James Edward ROBINSON died in 1910.

As stated above, Nancy JONES ROBINSON BAKER did not die until 1950.  She was 90 years old when she passed away.

One of the best finds I discovered just this year was finally locating James Edward and Nancy ROBINSON on the 1880 Census.  After searching through both electronic records at the library via micro film, on family search and ancestry.com via census records and via hardcopy 1880 census indexes at the Toledo Lucas County Public Library, I was unsuccessful in locating this couple in Toledo or in PA or anywhere really.

I had decided this past summer to make a visit to the Newberry Library in Chicago since we make frequent visits there to see family.  I was initially only looking up a specific family that also was an early settler in NW Ohio – the WHITFIELDS.  I will write another post about that research later.  After finding the information I was looking for on the WHITFIELDs, I decided to look up other holdings of the library and they had a book which was loosely titled (going off my memory here, will edit later with the correct title) Blacks in Ohio in 1880.  It basically was a book that contained a list of all the black or mullatto or other “colored” residents in the state of Ohio on the 1880 census.

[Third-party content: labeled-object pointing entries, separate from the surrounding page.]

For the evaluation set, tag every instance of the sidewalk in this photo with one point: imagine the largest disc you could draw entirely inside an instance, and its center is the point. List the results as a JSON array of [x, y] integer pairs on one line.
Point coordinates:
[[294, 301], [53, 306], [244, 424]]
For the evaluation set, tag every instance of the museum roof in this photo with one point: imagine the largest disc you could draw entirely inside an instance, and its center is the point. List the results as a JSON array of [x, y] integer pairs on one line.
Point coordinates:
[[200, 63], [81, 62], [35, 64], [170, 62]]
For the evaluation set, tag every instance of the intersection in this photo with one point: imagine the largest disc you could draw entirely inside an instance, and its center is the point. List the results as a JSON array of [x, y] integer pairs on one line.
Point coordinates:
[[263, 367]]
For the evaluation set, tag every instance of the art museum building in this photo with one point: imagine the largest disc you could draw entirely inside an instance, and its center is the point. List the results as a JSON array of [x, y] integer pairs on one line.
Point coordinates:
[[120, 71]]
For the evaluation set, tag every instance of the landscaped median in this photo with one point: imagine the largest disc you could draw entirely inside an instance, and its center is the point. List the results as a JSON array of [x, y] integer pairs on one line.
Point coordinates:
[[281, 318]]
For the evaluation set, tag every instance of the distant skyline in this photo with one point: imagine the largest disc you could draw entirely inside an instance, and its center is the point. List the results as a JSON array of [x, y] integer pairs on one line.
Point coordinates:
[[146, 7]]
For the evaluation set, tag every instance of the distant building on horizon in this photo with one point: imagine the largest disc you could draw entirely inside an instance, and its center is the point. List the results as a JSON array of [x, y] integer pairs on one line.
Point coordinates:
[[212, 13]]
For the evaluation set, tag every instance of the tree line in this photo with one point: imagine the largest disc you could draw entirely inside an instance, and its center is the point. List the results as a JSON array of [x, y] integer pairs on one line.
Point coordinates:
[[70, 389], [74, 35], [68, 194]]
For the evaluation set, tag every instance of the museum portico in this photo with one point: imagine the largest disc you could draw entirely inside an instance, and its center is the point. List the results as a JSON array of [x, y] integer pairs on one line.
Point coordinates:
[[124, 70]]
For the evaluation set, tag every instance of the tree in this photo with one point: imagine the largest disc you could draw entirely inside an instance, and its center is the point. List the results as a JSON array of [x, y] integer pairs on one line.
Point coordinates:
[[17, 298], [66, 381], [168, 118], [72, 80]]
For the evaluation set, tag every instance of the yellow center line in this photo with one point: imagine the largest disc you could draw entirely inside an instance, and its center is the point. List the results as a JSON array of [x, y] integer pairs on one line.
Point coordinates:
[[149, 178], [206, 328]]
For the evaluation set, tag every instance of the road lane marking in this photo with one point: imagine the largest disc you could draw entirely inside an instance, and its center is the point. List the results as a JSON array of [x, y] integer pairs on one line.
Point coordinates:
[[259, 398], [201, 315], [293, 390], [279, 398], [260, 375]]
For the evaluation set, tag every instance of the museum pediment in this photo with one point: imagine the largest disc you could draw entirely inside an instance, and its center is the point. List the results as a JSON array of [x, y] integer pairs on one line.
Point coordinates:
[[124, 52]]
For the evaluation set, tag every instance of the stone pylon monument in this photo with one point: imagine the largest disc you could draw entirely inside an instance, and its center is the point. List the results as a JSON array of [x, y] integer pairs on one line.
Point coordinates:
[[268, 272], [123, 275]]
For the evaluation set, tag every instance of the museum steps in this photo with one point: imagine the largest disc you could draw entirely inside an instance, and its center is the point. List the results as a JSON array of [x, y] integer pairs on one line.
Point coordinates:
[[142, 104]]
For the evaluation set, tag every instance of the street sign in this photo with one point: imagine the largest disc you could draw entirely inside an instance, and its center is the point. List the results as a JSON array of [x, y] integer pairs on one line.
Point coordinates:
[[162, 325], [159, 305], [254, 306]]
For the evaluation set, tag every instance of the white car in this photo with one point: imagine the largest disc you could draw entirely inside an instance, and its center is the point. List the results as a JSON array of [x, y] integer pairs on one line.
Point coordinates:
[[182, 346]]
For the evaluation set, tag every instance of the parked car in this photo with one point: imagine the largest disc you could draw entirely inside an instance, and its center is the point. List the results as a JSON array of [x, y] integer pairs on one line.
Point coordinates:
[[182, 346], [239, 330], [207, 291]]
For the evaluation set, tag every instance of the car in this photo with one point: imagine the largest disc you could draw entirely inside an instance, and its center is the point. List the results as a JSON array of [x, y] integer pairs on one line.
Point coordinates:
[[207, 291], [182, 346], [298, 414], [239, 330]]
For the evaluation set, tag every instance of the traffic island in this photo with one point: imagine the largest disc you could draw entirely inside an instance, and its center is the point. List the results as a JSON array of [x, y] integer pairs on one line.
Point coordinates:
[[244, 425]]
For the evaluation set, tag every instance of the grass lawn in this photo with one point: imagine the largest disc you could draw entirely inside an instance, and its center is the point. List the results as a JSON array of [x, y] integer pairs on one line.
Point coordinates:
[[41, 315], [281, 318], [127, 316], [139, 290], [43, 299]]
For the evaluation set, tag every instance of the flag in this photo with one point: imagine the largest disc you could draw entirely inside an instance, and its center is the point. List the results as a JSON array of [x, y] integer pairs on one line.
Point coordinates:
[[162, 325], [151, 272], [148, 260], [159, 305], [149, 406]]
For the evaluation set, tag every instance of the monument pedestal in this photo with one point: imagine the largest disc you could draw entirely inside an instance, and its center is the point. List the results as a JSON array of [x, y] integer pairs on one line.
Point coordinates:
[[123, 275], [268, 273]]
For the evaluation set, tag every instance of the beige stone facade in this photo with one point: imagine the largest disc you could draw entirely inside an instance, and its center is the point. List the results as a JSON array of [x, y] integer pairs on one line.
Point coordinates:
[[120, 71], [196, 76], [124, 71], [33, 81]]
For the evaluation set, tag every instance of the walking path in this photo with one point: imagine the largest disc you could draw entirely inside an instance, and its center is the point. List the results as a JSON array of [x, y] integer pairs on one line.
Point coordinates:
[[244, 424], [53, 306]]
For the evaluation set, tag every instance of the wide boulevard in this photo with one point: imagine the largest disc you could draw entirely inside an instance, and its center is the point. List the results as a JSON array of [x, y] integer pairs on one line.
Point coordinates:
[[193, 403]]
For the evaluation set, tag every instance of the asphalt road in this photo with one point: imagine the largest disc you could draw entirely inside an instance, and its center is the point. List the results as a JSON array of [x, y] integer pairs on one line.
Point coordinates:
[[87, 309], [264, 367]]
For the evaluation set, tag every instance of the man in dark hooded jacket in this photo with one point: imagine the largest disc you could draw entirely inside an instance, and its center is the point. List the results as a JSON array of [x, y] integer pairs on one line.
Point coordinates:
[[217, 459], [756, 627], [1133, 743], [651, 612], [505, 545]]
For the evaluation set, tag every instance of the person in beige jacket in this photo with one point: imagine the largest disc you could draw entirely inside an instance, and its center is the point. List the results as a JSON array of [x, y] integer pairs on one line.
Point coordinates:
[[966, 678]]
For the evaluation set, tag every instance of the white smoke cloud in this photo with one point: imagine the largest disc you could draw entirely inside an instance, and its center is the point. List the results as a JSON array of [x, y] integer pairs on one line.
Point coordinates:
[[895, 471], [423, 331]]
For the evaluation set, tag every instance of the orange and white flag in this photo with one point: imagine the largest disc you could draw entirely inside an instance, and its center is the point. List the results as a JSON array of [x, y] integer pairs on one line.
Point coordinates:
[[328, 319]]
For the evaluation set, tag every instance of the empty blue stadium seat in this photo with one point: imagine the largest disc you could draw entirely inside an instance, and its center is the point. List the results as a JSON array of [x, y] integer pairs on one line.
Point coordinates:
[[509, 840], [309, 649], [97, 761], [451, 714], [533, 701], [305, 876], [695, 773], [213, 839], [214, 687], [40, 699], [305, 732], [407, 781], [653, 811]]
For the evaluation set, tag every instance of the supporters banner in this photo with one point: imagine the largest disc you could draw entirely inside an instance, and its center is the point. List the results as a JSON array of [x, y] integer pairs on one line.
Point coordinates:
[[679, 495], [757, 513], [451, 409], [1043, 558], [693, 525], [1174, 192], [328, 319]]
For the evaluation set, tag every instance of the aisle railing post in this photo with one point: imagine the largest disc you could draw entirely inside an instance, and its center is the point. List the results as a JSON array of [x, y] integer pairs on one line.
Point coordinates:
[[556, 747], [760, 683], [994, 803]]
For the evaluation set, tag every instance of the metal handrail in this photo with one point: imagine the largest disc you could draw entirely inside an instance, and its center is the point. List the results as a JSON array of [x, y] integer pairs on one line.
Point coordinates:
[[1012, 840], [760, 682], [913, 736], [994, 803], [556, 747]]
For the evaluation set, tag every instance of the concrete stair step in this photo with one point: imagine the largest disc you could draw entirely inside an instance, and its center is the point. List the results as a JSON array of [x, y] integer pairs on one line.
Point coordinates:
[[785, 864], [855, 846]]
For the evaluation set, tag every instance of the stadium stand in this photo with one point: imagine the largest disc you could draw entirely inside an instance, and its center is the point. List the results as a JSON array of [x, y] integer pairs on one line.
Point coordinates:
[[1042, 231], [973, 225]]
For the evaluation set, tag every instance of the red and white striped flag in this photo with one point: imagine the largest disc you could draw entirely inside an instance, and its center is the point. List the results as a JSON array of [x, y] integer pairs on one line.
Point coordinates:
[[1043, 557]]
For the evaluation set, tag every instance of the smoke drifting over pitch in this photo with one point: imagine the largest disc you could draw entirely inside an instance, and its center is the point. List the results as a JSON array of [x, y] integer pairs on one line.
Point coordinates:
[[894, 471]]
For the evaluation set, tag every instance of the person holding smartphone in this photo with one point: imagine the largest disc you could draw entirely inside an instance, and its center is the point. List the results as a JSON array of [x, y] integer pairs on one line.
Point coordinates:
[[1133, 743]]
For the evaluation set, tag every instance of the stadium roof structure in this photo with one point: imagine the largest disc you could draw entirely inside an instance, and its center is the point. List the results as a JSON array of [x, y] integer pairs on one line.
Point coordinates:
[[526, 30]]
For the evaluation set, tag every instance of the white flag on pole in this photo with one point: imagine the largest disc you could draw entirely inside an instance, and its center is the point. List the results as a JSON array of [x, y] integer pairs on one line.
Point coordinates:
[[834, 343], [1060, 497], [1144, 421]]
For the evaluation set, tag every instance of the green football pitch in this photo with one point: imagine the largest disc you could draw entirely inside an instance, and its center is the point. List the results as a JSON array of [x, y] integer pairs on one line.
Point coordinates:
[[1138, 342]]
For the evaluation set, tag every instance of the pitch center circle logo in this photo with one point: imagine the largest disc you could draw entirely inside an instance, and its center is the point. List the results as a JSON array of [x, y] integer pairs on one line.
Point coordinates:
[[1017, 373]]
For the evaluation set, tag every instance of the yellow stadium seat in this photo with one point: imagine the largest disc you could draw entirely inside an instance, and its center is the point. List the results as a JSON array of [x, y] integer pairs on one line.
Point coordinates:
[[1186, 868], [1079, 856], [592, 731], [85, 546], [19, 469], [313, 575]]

Within that book, I found all of my Ohio lines and due to there not being many black people in Toledo itself in 1880, I also saw a entry which listed a Nancy and Ed “BOBISON” who had older children who matched the names of the older ROBINSON children mentioned above.

I wanted to scream at the library!!  It was soooo exciting for me to see them in this book!  I had almost given up on this line and just chalked it up to not having any other way to research them.

Upon reviewing the 1880 “BOBISON” family it showed that they lived in a house with a Mary JONES and her children, John and Francis JONES.  This was how I found an entire new generation of the JONES family detailed above.

I am currently trying to connect the ROBINSON and JONES families to see if they both lived in the Harrisburgh, PA area.  Hopefully it won’t take another 10 years to find a connection.